In a manner of weeks, that conversation will cease to be held. After more than a half-century, the company's owners say it's time to retire – and shut down the popular restaurant.
"This is kalua pig, roasted pulled pork. In the chili, in the poi... This is pork with taro top steam."
It's a speech Cynthia Oh Young has given thousands of times, recited each time she brought her popular menu items to a table of first timers. The restaurant opened in August of 1960, but will close this August after 57 years in business.
"A majority of us work long time, I'd say about 30, 40, even 50 years, so I guess it's time to retire," Oh Young said. "It comes to a time when we have to let go."
Cynthia and her camera-shy husband Clayton now run the family business, which was started by her mother-in-law, Sueko Oh Young, back in 1960. Because of it's location, it's not just popular with Hawaii residents, but also diners from far and wide.
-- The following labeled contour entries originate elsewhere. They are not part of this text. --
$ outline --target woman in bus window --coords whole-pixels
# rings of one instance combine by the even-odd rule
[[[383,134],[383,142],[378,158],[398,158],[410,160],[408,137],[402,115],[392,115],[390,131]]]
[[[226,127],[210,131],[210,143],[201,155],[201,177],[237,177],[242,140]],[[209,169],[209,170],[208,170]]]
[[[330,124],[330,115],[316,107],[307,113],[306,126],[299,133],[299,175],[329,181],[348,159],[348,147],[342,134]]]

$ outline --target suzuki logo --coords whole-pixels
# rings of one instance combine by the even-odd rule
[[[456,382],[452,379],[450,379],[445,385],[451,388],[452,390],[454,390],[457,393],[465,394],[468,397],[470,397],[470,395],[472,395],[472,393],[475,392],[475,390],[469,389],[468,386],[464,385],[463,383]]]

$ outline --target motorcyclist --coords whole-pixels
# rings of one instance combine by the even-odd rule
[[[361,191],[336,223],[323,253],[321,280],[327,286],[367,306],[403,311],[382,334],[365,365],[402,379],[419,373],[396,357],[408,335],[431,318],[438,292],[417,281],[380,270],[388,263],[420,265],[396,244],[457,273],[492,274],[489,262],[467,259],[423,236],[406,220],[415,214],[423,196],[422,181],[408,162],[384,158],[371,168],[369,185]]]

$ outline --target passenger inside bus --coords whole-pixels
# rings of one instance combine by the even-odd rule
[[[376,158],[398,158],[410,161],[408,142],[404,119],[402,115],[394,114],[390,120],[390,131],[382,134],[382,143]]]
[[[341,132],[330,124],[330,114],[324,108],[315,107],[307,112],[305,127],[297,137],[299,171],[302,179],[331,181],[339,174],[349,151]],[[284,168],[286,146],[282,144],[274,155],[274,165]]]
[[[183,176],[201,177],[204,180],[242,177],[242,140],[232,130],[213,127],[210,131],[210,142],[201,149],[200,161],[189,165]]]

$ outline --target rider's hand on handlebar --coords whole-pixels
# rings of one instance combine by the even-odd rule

"We very fortunate," Oh Young says. "We have a lot of customers and clientele from all over the world. From Russia, Germany, Canada, Australia, Japan, we so very lucky."
Jane Woolridge and her entire family ate at the restaurant several days ago for the very first time.
"It's is a very special place," Woolridge said. "It's family oriented."
Woolridge said she especially appreciated how each dish was explained to her, saying that it was "very kind to tell us all about the menu and the tastes we would experience, so we could choose from a menu we didn't know anything about."
Inside the small, cramped shop, above the red booths and nondescript tables and chairs, hundreds of photos of smiling diners cover nearly every inch of the walls. Kaleo Pascua, his wife and his daughter were among those who recently stopped by for lunch.
"I had the fried ahi with watercress," he said. "I going miss my salt meat – ho, my salt meat luau, that's my favorite. If you like taste the best Hawaiian food on the island, its right here, you know what I mean."
The prices have had to change over the years, but the menu has pretty much stayed the same – all family recipes.
"To me, it's the way aunty and uncle serve us li dat," Pascua said.
Cynthia says the closing date in August hasn't been decided yet, so there's still time for one last meal. And as for retiring?
"We all looking forward, and I'm so sorry folks, but that's the way it has to be," she says. "I'm so sorry."